La “Brant-mania” déferle sur la France et l’Europe. Les tournées s’enchaînent à un rythme effréné, la pression médiatique est constante, et le jeune homme se retrouve prisonnier de son propre succès, isolé au milieu des foules qui l’adulent.
Cependant, cette gloire éclatante masque des failles profondes. Le chanteur est en proie à une dépression chronique, un “mal de vivre” qu’il peine à dissimuler. Le traumatisme de la guerre du Kippour en 1973, durant laquelle il part chanter pour les soldats israéliens sur le front, le marque à jamais.
Il en revient transformé, hanté par ce qu’il a vu. Cet événement agit comme un catalyseur de son angoisse existentielle. En novembre 1974, une première tentative de suicide le voit sauter du cinquième étage d’un hôtel à Genève. Il survit miraculeusement, avec de multiples fractures, mais la blessure psychologique est bien plus profonde. Cet acte désespéré est un premier cri d’alarme, un avertissement tragique de la tempête qui se déchaîne en lui.
Malgré cet épisode sombre, Mike Brant tente de remonter la pente. Il semble même sur la voie de la renaissance. Comme le souligne le reportage, il venait de signer un nouveau contrat prometteur avec le talentueux auteur-compositeur Jean Renard, une collaboration qui devait relancer sa carrière.
Le jour même de sa mort, le 25 avril 1975, sortait son nouveau titre, prémonitoire et poignant, “Dis-lui”. Tout laissait croire à un avenir encore radieux. C’est ce qui rend sa fin si incompréhensible et douloureuse.
Depuis sa mort, les rumeurs et les théories les plus folles ont circulé, évoquant un assassinat politique ou un crime passionnel. Face à ces spéculations persistantes qui entachent la mémoire de son frère, Zvi Brant a tenu à rétablir la vérité, ou du moins sa vérité, celle d’une famille brisée.
Dans une interview chargée d’émotion, il met fin aux rumeurs : “Toute ma vie, on m’a demandé si Mike avait été assassiné ou s’il s’était donné la mort. Je pense sincèrement qu’il s’est suicidé.” Ces mots, lourds de sens, visent à clore un chapitre de fantasmes pour laisser place à la douloureuse réalité d’un combat perdu contre la dépression.

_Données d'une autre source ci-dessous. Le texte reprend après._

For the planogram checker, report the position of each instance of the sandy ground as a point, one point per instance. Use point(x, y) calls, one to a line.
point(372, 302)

Zvi Brant partage également les détails de cette dernière nuit, tels qu’ils ont été racontés à sa famille par Jeanine, l’amie chez qui le chanteur logeait. Un mois après le drame, la famille se rend à Paris pour comprendre. Jeanine leur explique que Mike dormait profondément. Absente quelques instants dans la salle de bain, elle entend le téléphone sonner.
Mike décroche. À son retour dans la chambre, il n’est plus là. L’impensable s’est produit. En se précipitant sur le balcon de cet appartement du 16ème arrondissement, elle découvre son corps inanimé en contrebas. Il s’était défenestré.

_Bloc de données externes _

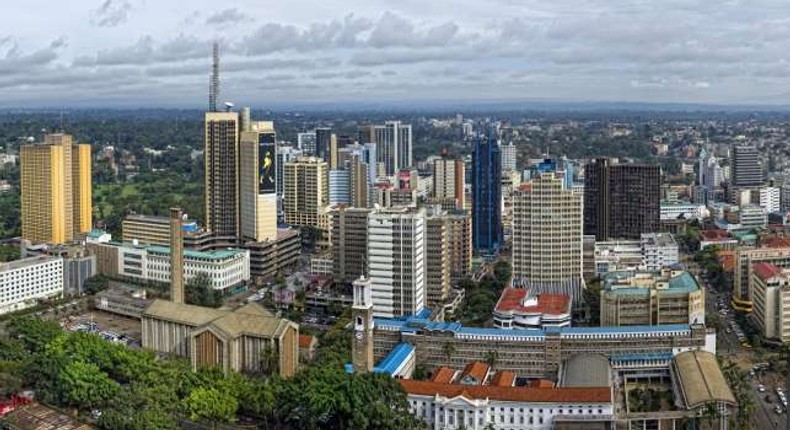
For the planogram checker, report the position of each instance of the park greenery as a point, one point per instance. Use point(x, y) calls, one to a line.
point(131, 389)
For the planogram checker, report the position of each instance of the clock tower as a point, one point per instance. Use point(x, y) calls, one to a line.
point(362, 314)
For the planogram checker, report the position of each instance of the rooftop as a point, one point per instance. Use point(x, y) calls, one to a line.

Dès lors, une question centrale hante tous les esprits : que s’est-il dit lors de ce mystérieux coup de fil ? Cet appel a-t-il été l’élément déclencheur, la goutte d’eau qui a fait déborder un vase déjà plein de tourments ? Personne ne le saura jamais. Le contenu de cette dernière conversation a emporté avec lui le secret de son geste final.

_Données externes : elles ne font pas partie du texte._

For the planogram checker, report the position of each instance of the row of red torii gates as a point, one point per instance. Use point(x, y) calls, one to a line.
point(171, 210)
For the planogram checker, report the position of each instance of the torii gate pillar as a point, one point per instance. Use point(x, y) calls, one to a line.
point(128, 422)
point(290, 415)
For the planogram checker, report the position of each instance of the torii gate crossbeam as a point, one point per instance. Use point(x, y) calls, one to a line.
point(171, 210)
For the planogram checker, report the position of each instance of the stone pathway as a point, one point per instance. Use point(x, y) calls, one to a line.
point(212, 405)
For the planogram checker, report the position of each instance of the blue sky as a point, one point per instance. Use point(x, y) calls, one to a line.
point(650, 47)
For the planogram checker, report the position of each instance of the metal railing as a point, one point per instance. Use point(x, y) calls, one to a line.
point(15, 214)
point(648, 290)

Cet appel reste le point de cristallisation de toutes les interrogations, le symbole du mystère qui enveloppe la mort de Mike Brant. S’agissait-il d’une mauvaise nouvelle professionnelle, d’une rupture sentimentale, ou simplement d’un mot de trop pour une âme déjà à bout ?
La tragédie de Mike Brant est celle d’un homme qui donnait l’amour et la joie à des millions de gens sans parvenir à trouver la paix pour lui-même. Sa mort a laissé un vide immense dans le paysage musical et a élevé l’artiste au rang de mythe. Sa voix, elle, continue de résonner, intemporelle, portant en elle toute la passion, la lumière mais aussi la fêlure d’un destin tragique. Il reste l’éternel jeune homme à la voix d’or, dont la chanson s’est tue trop tôt, un soir d’avril.